Metformin remains a promising, low-cost adjunctive therapy in breast cancer, particularly among metabolically dysregulated populations. However, its broad clinical adoption is limited by uncertainties in optimal dosing, patient selection, and clinical trial design. Bridging this translational gap requires a move from generalized, population-wide studies toward mechanism-based, biomarker-enriched trials that align treatment response with underlying metabolic and molecular profiles. Future investigations integrating metabolic, genomic, and pharmacokinetic data will be crucial to define metformin’s true therapeutic value and guide its personalized application in oncology. This review provides a comprehensive synthesis of the evolving role of metformin and its derivatives in breast cancer, highlighting their mechanistic diversity, translational potential, and rational strategies for next-generation drug development and clinical implementation.

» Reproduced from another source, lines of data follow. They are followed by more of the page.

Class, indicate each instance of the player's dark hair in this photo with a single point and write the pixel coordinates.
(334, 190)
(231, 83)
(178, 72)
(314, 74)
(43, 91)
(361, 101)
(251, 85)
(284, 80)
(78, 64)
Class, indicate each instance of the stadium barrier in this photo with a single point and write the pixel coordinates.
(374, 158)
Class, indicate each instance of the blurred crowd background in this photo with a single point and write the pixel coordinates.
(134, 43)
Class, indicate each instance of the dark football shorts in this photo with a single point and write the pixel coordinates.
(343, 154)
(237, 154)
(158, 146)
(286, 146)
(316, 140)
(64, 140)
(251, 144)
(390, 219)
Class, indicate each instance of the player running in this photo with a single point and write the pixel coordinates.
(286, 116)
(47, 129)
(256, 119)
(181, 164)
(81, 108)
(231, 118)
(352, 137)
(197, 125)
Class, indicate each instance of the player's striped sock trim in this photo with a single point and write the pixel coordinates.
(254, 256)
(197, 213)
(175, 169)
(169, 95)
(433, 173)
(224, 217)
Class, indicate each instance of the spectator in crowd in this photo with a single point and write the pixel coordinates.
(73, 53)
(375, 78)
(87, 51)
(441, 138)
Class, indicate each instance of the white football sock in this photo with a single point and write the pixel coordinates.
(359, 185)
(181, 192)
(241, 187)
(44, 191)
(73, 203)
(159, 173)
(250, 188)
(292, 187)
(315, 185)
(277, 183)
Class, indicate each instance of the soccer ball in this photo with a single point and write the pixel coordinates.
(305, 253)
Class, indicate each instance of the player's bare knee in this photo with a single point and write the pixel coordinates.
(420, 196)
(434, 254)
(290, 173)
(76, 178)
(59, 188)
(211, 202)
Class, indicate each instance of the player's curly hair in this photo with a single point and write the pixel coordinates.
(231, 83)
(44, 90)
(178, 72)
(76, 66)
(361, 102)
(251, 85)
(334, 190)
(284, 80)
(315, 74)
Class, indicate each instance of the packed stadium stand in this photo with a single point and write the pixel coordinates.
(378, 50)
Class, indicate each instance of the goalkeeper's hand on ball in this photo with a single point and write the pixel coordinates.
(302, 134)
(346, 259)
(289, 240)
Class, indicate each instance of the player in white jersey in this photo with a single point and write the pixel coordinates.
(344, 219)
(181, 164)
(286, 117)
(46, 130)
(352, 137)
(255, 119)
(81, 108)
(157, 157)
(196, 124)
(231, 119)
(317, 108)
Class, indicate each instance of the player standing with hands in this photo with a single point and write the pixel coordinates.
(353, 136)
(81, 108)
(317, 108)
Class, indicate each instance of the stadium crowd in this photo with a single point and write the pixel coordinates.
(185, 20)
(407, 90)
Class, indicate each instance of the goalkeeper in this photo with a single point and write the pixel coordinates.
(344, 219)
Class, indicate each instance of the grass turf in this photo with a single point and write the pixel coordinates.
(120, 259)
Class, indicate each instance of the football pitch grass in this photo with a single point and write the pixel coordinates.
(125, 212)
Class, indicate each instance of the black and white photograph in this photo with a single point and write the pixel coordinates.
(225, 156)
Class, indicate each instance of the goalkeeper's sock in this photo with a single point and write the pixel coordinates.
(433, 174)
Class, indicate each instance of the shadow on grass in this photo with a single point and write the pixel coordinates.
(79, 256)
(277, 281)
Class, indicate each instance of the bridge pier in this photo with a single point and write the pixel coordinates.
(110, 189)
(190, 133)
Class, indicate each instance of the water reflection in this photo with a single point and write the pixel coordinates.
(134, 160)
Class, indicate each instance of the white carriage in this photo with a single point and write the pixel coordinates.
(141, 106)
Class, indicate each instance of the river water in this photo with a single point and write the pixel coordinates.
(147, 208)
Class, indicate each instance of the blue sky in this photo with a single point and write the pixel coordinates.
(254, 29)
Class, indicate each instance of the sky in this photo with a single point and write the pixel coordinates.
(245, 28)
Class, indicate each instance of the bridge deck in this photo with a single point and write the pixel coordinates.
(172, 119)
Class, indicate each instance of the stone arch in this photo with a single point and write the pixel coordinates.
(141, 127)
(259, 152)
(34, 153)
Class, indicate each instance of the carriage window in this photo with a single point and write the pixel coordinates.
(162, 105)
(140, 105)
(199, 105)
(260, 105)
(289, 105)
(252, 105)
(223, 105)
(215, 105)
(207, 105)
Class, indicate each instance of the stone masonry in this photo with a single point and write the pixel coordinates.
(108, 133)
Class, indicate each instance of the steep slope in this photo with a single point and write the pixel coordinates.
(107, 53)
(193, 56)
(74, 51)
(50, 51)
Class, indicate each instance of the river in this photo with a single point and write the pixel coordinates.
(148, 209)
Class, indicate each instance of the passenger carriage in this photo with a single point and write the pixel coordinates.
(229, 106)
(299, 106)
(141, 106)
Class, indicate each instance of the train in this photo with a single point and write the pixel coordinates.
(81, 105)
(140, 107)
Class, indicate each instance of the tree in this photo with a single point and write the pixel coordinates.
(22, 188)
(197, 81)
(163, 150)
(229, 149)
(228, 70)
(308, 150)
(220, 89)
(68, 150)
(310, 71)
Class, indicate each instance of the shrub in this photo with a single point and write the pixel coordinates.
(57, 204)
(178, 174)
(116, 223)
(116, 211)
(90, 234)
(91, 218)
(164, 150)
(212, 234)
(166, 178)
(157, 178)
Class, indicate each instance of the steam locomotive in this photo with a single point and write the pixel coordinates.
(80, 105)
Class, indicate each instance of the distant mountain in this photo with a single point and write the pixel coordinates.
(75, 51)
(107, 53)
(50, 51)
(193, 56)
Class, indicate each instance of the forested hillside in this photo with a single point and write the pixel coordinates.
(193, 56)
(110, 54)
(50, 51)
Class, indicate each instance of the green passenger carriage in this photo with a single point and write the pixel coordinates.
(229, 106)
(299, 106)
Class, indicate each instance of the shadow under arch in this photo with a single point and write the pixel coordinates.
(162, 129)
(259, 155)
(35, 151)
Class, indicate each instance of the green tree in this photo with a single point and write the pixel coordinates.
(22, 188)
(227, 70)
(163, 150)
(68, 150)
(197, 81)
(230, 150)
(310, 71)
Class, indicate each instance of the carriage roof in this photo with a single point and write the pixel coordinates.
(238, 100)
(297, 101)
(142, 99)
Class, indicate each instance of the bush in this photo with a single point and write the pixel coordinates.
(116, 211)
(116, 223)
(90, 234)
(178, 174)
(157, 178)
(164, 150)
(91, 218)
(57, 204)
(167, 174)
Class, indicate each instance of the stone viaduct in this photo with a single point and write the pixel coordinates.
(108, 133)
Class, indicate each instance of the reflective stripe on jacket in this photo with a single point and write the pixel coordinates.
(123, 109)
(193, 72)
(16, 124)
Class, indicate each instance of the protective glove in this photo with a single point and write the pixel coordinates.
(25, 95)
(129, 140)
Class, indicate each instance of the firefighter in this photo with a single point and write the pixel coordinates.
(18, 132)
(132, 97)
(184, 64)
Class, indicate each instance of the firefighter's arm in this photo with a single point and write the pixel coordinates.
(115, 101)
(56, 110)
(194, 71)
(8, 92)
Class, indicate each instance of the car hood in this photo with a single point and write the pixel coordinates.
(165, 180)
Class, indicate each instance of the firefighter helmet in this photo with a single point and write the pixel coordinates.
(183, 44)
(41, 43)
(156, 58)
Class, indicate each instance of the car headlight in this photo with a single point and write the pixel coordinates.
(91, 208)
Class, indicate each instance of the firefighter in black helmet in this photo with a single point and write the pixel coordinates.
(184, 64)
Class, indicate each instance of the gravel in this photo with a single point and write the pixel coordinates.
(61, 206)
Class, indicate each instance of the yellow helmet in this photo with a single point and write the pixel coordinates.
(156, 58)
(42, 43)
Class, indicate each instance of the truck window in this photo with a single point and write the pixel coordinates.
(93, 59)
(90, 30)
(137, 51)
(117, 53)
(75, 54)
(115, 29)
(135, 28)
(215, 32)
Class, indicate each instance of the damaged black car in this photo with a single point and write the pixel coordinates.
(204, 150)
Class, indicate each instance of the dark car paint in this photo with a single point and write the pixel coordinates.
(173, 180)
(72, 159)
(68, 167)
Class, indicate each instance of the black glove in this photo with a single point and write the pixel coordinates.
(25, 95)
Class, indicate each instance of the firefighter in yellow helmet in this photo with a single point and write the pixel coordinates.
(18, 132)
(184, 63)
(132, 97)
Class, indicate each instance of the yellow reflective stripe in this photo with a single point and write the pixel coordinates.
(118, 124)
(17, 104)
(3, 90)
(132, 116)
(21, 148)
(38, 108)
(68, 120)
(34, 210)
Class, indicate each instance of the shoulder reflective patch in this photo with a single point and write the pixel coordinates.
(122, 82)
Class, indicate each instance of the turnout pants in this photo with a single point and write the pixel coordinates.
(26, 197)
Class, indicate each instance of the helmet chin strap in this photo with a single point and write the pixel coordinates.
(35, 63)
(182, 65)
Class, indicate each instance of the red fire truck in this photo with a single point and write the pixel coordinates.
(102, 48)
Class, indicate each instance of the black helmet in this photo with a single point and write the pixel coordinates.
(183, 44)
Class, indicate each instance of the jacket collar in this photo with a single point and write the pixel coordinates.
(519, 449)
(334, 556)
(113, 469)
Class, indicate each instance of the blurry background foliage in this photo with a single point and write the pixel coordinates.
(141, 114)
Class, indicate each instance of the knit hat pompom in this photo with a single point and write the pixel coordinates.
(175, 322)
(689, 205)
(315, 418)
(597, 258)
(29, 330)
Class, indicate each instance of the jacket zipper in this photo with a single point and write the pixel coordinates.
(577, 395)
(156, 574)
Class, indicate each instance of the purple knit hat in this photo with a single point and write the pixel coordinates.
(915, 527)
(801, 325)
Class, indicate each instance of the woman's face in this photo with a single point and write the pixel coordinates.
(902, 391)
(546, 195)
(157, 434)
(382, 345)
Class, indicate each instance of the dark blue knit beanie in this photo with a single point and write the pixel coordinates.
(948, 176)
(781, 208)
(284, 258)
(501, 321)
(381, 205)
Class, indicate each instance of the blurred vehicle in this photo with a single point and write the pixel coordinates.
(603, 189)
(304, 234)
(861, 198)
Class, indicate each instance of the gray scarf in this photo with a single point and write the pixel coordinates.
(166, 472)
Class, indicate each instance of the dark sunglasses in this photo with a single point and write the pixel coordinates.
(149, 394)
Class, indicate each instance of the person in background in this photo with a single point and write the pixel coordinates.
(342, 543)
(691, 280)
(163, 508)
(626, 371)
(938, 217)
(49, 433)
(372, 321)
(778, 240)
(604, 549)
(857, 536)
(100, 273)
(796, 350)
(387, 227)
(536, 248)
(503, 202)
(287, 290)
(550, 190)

Future directions for metformin in breast cancer research

Future directions for metformin in breast cancer research
Future research on metformin in BC should focus on identifying the optimal patient populations that are most likely to benefit from its use. This includes individuals who are insulin-resistant, obese, or diabetic, as these metabolic conditions may enhance metformin’s anticancer effects. However, this hypothesis as discussed earlier, remains largely untested in rigorously stratified clinical trials, representing of the most pressing research gaps There is a pressing need to discover and validate predictive biomarkers-such as baseline insulin levels, AMPK activation status, or specific genetic variants (e.g., SNPs near the ATM gene)-that can help tailor metformin therapy to those most likely to respond.
Additionally, further studies should aim to determine the most effective combination regimens, integrating metformin with various chemotherapeutic, targeted, or endocrine therapies to maximize synergistic effects. Mechanism-guided design, where combinations are chosen based on complementary metabolic or signaling pathways, may yield more reproducible clinical benefits than empiric co-administration.
Ultimately, the advancement of personalized medicine approaches, using metabolic and genomic profiling, could enable clinicians to individualize metformin use in oncology, improving outcomes for selected BC patients while minimizing unnecessary exposure for those unlikely to benefit. Future directions should, therefore, prioritize:

Defining intratumoral pharmacokinetics,

Validating predictive metabolic and genomic biomarkers, and.

Developing high-bioavailability derivatives or delivery systems that overcome current pharmacologic limitations.